Pablo Neruda, born in Parral, Chile is the most widely read of the Spanish American poets. Originally named Neftali Ricardo Reyes Basoalto, he used the pen name Pablo Neruda for over 20 years before adopting it legally in 1946. This prolific and adventurous writer was awarded the Nobel Prize in Literature in 1971. Neruda started to write poetry when he was just ten years old.

Neruda’s first publication was Entusiasmo y perseverancia (“Enthusiasm and Perseverance”), he wrote for La Matana, at the age of 13. He passed through several literary and political stages in his life. He was in certain periods intensely political.

His poetry consistently celebrates love, nature and human experience. In 1923 his first volume of verse, Crepusculario (Book of Twilights), was published, followed the next year by Veinte poemas de amor y una cancion desesperada (“Twenty Poems of Love and a Desperate Song”), which was controversial for its eroticism, especially considering the author’s young age. In its poems, Neruda presents woman and nature as ‘two aspects of the same reality’ and uses nature imagery to describe women.

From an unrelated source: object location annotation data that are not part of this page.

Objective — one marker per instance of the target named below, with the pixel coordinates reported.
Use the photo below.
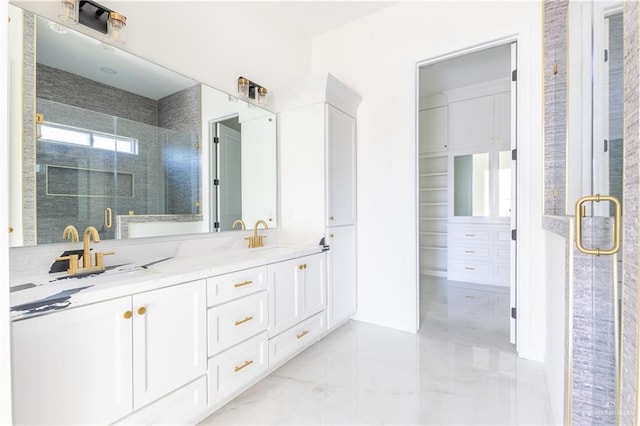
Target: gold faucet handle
(73, 263)
(100, 258)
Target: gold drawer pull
(236, 285)
(240, 367)
(242, 321)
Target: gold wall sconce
(248, 90)
(95, 16)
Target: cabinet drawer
(295, 339)
(236, 321)
(227, 287)
(469, 253)
(179, 407)
(237, 367)
(469, 234)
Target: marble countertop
(52, 292)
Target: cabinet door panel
(169, 340)
(74, 366)
(471, 122)
(341, 134)
(284, 296)
(342, 275)
(315, 289)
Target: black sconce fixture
(95, 16)
(247, 89)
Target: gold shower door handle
(579, 214)
(108, 217)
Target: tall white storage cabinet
(317, 131)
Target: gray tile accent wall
(28, 129)
(629, 349)
(555, 106)
(182, 112)
(60, 86)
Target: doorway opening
(467, 189)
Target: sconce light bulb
(68, 12)
(116, 27)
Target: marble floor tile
(459, 369)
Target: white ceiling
(465, 70)
(82, 55)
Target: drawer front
(224, 288)
(469, 234)
(295, 339)
(179, 407)
(469, 252)
(235, 368)
(236, 321)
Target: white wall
(205, 40)
(555, 260)
(377, 57)
(5, 347)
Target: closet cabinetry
(111, 358)
(318, 179)
(433, 190)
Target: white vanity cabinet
(237, 339)
(317, 137)
(297, 300)
(97, 363)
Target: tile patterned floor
(459, 369)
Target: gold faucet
(86, 254)
(70, 232)
(257, 240)
(87, 265)
(239, 222)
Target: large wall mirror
(100, 137)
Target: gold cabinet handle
(242, 321)
(236, 285)
(108, 217)
(240, 367)
(580, 213)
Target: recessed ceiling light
(108, 70)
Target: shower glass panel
(92, 167)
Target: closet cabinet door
(341, 176)
(74, 366)
(170, 340)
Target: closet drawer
(469, 234)
(237, 367)
(236, 321)
(471, 252)
(294, 340)
(223, 288)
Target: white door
(341, 267)
(169, 340)
(284, 296)
(230, 176)
(313, 275)
(74, 366)
(341, 133)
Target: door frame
(518, 299)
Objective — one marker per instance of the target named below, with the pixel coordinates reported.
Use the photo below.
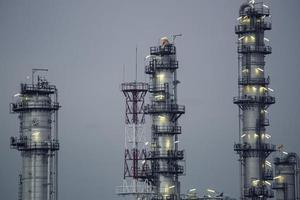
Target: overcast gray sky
(84, 44)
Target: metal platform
(247, 28)
(166, 129)
(163, 50)
(25, 106)
(169, 155)
(164, 108)
(246, 99)
(259, 191)
(254, 49)
(254, 81)
(24, 144)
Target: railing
(265, 122)
(254, 81)
(177, 169)
(140, 86)
(45, 88)
(254, 99)
(259, 147)
(155, 64)
(158, 88)
(165, 108)
(276, 185)
(21, 106)
(25, 144)
(246, 28)
(163, 50)
(165, 197)
(141, 188)
(257, 10)
(166, 129)
(258, 191)
(254, 49)
(170, 154)
(268, 174)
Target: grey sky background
(84, 44)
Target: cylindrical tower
(253, 101)
(135, 180)
(37, 107)
(165, 111)
(287, 177)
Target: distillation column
(287, 176)
(165, 111)
(135, 182)
(254, 146)
(37, 107)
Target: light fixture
(260, 69)
(265, 6)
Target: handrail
(20, 106)
(242, 48)
(25, 88)
(163, 50)
(134, 86)
(150, 108)
(24, 144)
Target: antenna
(136, 63)
(123, 73)
(174, 37)
(33, 72)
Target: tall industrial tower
(253, 101)
(135, 183)
(164, 110)
(37, 107)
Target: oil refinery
(154, 161)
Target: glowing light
(159, 97)
(210, 190)
(260, 69)
(35, 136)
(168, 144)
(277, 177)
(162, 118)
(268, 136)
(267, 182)
(160, 77)
(255, 182)
(268, 163)
(265, 6)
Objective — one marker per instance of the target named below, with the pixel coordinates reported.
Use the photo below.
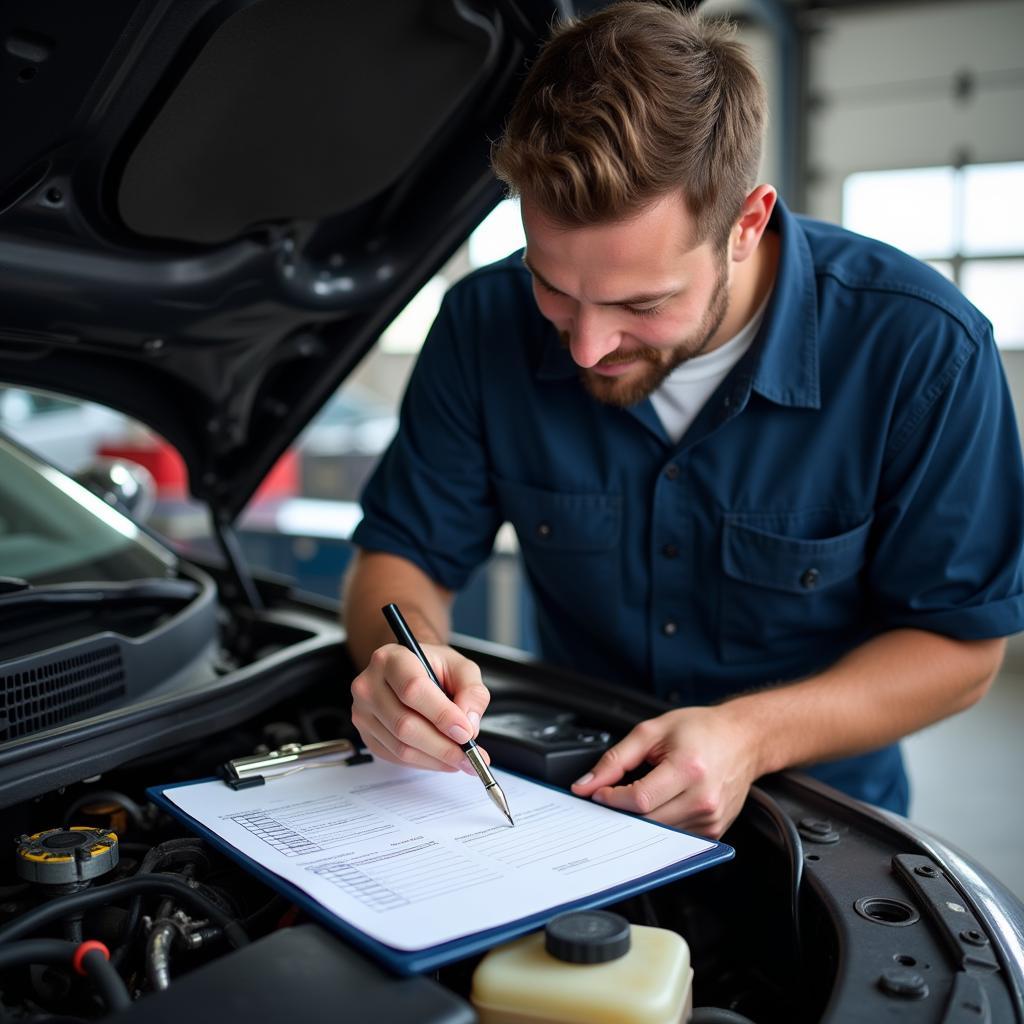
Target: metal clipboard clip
(257, 769)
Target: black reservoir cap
(587, 936)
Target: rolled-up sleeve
(431, 500)
(949, 523)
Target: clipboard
(435, 953)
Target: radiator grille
(48, 694)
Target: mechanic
(760, 467)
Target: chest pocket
(781, 592)
(569, 545)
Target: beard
(656, 364)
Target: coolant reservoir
(589, 967)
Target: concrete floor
(967, 776)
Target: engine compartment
(824, 914)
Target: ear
(752, 221)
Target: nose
(592, 336)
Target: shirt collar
(786, 350)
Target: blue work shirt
(858, 470)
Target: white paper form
(417, 858)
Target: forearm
(375, 579)
(889, 687)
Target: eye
(545, 287)
(644, 310)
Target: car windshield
(54, 530)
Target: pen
(404, 636)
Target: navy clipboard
(403, 962)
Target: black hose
(36, 951)
(717, 1015)
(188, 848)
(795, 854)
(102, 974)
(97, 968)
(87, 899)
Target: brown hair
(628, 104)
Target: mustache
(616, 358)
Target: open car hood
(210, 209)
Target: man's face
(631, 299)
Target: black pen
(404, 636)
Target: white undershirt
(683, 393)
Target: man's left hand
(704, 763)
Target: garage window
(963, 220)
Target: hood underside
(210, 209)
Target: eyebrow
(633, 300)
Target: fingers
(462, 681)
(628, 754)
(403, 717)
(647, 796)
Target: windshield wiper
(19, 593)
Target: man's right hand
(402, 717)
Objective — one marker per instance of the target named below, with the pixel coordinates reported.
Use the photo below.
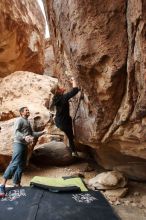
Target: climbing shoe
(2, 191)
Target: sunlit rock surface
(21, 37)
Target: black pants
(67, 129)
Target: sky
(42, 8)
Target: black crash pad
(31, 203)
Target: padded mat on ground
(31, 203)
(60, 184)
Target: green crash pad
(60, 184)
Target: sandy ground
(131, 207)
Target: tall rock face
(102, 43)
(22, 36)
(50, 62)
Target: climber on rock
(63, 119)
(23, 136)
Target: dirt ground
(131, 207)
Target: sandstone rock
(89, 44)
(108, 61)
(50, 63)
(53, 153)
(22, 37)
(117, 193)
(23, 89)
(108, 180)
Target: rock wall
(102, 43)
(22, 37)
(50, 62)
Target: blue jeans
(17, 164)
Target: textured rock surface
(108, 180)
(102, 43)
(53, 153)
(17, 90)
(22, 37)
(50, 63)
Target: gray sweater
(22, 128)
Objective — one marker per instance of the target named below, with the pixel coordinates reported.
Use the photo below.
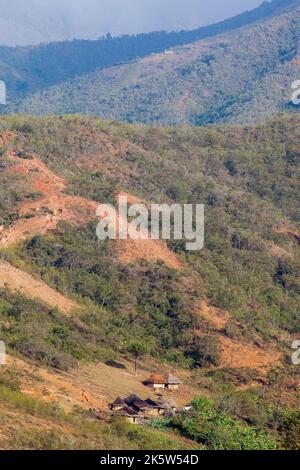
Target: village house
(136, 411)
(157, 382)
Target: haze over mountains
(240, 72)
(78, 314)
(36, 21)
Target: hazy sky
(130, 16)
(34, 21)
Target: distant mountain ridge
(241, 76)
(30, 69)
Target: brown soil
(23, 282)
(54, 206)
(90, 386)
(239, 355)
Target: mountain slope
(29, 69)
(238, 77)
(224, 321)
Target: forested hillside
(225, 316)
(29, 69)
(239, 77)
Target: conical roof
(172, 380)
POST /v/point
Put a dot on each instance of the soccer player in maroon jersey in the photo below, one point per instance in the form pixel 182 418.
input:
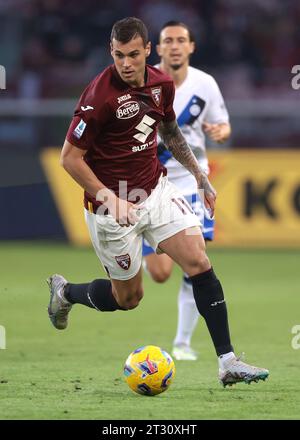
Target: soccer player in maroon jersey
pixel 111 151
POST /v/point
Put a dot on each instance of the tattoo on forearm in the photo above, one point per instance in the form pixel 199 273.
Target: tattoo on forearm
pixel 175 142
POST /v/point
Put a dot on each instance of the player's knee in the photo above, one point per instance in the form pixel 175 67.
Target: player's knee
pixel 160 275
pixel 131 299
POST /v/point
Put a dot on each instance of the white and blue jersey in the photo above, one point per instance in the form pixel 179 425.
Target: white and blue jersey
pixel 198 99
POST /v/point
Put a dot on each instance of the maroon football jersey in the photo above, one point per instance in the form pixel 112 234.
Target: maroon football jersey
pixel 117 125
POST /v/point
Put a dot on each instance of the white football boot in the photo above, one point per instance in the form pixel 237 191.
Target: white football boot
pixel 59 307
pixel 234 371
pixel 184 352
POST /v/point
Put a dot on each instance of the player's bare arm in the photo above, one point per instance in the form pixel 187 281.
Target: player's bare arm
pixel 217 132
pixel 176 143
pixel 73 163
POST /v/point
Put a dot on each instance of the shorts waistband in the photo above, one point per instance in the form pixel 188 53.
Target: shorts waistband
pixel 92 207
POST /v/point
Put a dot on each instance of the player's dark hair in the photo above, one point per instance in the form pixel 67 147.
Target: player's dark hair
pixel 179 23
pixel 128 28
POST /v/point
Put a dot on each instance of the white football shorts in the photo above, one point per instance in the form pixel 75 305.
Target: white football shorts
pixel 165 213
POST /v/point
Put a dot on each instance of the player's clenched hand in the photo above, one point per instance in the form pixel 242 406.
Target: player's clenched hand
pixel 216 132
pixel 207 193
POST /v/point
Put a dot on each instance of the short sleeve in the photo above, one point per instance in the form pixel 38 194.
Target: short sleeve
pixel 169 93
pixel 89 117
pixel 216 110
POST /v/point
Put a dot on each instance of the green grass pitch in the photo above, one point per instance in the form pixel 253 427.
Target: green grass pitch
pixel 77 373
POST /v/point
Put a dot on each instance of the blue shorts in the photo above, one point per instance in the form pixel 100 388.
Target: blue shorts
pixel 208 224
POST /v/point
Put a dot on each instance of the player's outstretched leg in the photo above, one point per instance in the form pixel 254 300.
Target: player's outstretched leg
pixel 59 307
pixel 188 316
pixel 188 250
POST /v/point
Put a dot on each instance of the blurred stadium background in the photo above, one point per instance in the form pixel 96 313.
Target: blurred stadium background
pixel 50 50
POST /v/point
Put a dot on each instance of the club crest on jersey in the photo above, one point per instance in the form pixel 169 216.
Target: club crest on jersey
pixel 128 110
pixel 123 261
pixel 156 95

Neruda’s poetry of that time is extremely personal and characterized by melancholy and a preoccupation with unrequited love. In Tentativa del hombre infinito (“Venture of the Infinite Man”) Neruda employs freer style and surreal imagery. This culminated in Residencia en la tierra (“Residence on Earth”).

The poems in this collection are anguished and despairing, full of surreal images of nature. During his exile in Mexico, due to his allegiance to Communism which was outlawed at the time, he wrote Canto general . The collection expresses his outrage at the Chilean political situation in the 1940s.

It was an attempt to analyze and interpret the political and cultural directions taken by South America. After Canto general , Neruda’s poetry underwent an important change.

His poems took a clear and simple style to powerful effect. The poems in Odas elementales (Elemental Odes), for instance, took as their subjects everyday, familiar objects and elevated them. Although these earthy, realistic poems came under critical scrutiny for being too simple, they are considered among Neruda’s most significant works.

At the time of his death Neruda was working on his memoirs and several volumes of poetry. Although the subjects of these collections are similar to his previous works, they were written with the knowledge of his imminent death. Consequently death and winter are the most dominant themes.